# [Pic Request] Mines R34 GTR



## MacGTR (Dec 31, 2006)

Just wondered if anyone has some good high res pictures of the Mines Nissan Skyline R34. 1280x800 or 1280x1024 if anyone has got any.

Many thanks, Been googling but can't seem to find any decent ones.


----------



## Hugo (Oct 1, 2007)




----------



## MacGTR (Dec 31, 2006)

Thanks, up to Dino's usual standards


----------



## Hugo (Oct 1, 2007)

MacGTR said:


> Thanks, up to Dino's usual standards


Yup  

It seems to be the only decent wallpaper of the Mine's GTR on the net. The rest of Dino's photoshoot is to small to be used as a wallpaper


----------



## Kanzen (Aug 2, 2007)

Hugo said:


> Yup
> 
> It seems to be the only decent wallpaper of the Mine's GTR on the net.

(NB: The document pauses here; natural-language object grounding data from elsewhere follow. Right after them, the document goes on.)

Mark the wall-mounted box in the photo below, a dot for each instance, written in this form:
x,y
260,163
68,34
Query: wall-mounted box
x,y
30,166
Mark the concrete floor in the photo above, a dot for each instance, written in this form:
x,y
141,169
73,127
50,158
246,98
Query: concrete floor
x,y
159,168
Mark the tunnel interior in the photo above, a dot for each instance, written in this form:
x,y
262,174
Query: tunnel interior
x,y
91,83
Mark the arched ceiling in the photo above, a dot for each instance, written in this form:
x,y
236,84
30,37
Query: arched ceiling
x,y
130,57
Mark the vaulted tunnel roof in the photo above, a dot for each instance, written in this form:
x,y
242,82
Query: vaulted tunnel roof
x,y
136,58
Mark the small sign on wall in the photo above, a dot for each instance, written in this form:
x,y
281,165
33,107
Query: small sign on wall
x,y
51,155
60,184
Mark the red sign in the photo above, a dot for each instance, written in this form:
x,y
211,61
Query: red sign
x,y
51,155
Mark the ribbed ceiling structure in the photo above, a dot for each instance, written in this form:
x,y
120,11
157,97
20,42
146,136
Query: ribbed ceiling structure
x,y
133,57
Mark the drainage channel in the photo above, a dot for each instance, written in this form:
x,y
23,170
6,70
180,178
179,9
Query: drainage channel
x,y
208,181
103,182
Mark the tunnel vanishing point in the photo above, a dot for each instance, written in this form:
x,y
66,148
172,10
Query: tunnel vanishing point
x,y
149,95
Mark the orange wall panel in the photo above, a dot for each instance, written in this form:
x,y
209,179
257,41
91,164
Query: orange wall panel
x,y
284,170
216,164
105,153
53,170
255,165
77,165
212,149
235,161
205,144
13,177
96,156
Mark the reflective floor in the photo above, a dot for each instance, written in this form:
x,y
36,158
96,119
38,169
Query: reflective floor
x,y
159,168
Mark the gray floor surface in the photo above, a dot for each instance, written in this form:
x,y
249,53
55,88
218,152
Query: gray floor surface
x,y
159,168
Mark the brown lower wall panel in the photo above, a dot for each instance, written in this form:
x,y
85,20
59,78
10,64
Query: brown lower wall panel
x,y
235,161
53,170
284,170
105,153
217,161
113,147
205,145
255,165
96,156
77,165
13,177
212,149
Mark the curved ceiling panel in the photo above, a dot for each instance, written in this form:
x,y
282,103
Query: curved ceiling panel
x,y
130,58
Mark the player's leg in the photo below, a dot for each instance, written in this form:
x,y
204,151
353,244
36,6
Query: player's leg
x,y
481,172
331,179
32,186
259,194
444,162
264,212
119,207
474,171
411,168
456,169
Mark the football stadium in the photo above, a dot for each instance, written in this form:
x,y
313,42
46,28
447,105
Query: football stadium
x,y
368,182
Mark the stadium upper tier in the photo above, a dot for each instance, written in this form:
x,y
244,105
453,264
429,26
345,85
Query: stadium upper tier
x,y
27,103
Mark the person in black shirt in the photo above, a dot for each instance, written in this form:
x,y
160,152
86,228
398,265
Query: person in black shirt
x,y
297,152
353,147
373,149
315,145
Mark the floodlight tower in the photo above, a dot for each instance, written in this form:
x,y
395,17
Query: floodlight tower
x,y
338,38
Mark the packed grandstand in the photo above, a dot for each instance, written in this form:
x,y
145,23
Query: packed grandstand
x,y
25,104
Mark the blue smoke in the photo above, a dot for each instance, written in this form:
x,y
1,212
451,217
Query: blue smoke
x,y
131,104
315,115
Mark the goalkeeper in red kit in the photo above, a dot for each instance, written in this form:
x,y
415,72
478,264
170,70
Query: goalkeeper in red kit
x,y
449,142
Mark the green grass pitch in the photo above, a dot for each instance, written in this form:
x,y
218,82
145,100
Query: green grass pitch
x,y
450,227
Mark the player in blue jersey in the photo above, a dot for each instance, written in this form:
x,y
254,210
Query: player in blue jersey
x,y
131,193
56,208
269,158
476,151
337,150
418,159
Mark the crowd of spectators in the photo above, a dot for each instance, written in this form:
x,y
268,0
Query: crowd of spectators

The rest of Dino's photoshoot is to small to be used as a wallpaper


Unfortunately some magazines steal his pictures and use them without permission, which is why he doesn't publish hi res copies on the net.


----------



## Hugo (Oct 1, 2007)

Yes I know Dino is quite protective over his work and I don't blame him for that.


----------